Record-breaking pre-orders. Lines forming a week in advance. Launch-day euphoria. Supply shortages. Pre-order delays. Panic. Record-breaking opening weekend sales. Doubt. Problems and complaints. A mini-scandal or two. Apologies. Those are the makings of an Apple(AAPL) device launch.
I've spent the past month using Apple's new iPhone 5, measuring it against both the competition and its predecessors. The device is certainly not without flaws -- "Scuffgate" and "Mapsgate" proved that -- but is the new iPhone 5 really "the biggest thing to happen to iPhone since iPhone," as Apple claims?
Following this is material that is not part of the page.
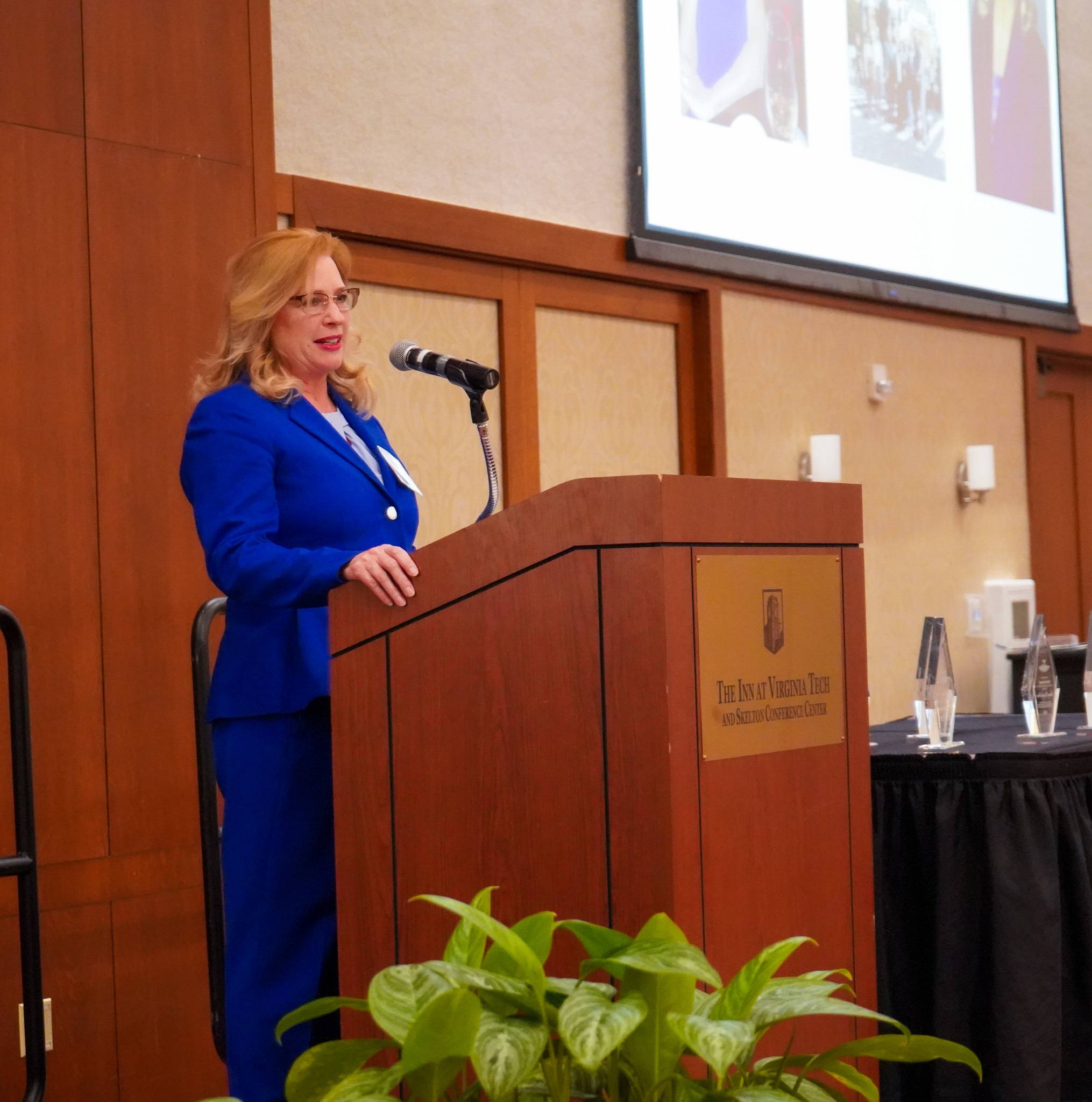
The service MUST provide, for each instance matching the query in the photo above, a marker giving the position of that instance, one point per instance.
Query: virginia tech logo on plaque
(787, 691)
(774, 620)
Let's start with the brand-new design.
From an aesthetic perspective, the original iPhone was always my favorite. I was not happy when Apple moved away from aluminum and used plastic on the iPhone 3G and 3GS. The iPhone 4 and 4S shifted back in the right direction by dumping cheap-feeling plastics in favor of glass and metal, but I still missed the original iPhone's sleek aluminum housing.
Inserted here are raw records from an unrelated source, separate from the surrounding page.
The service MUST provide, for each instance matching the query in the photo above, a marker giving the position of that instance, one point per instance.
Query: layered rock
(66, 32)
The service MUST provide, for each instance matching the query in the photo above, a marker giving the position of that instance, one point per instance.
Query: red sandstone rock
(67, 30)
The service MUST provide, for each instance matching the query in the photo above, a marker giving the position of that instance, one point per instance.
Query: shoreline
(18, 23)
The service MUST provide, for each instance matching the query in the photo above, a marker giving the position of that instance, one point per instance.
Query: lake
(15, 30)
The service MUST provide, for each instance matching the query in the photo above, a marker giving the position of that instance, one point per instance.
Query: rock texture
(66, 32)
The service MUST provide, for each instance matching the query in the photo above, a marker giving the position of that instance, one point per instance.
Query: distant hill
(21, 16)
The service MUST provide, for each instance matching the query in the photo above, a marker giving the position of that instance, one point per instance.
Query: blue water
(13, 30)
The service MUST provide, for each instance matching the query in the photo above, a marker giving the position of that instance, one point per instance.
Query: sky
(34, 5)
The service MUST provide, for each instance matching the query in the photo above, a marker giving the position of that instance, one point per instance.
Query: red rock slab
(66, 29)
Apple returned to its roots for the iPhone 5. The phone's face is still a solid sheet of glass, but the back is now mostly aluminum, just like on the original model.
The new aluminum is much thinner, making for a surprisingly light handset. Almost too light. I prefer a phone with some heft to it, and the new iPhone took a bit of getting used to, compared to heavier recent devices like the iPhone 4S, Droid Incredible 4G LTE and Lumia 900.
In terms of build, the iPhone 5 is in a class by itself. From the oleophobic glass face to the matte metal bezel with polished edges, everything about the new iPhone screams high-end. The parts are snug, the lines are elegant, the buttons don't wobble, and there are no rattles or creaks whatsoever.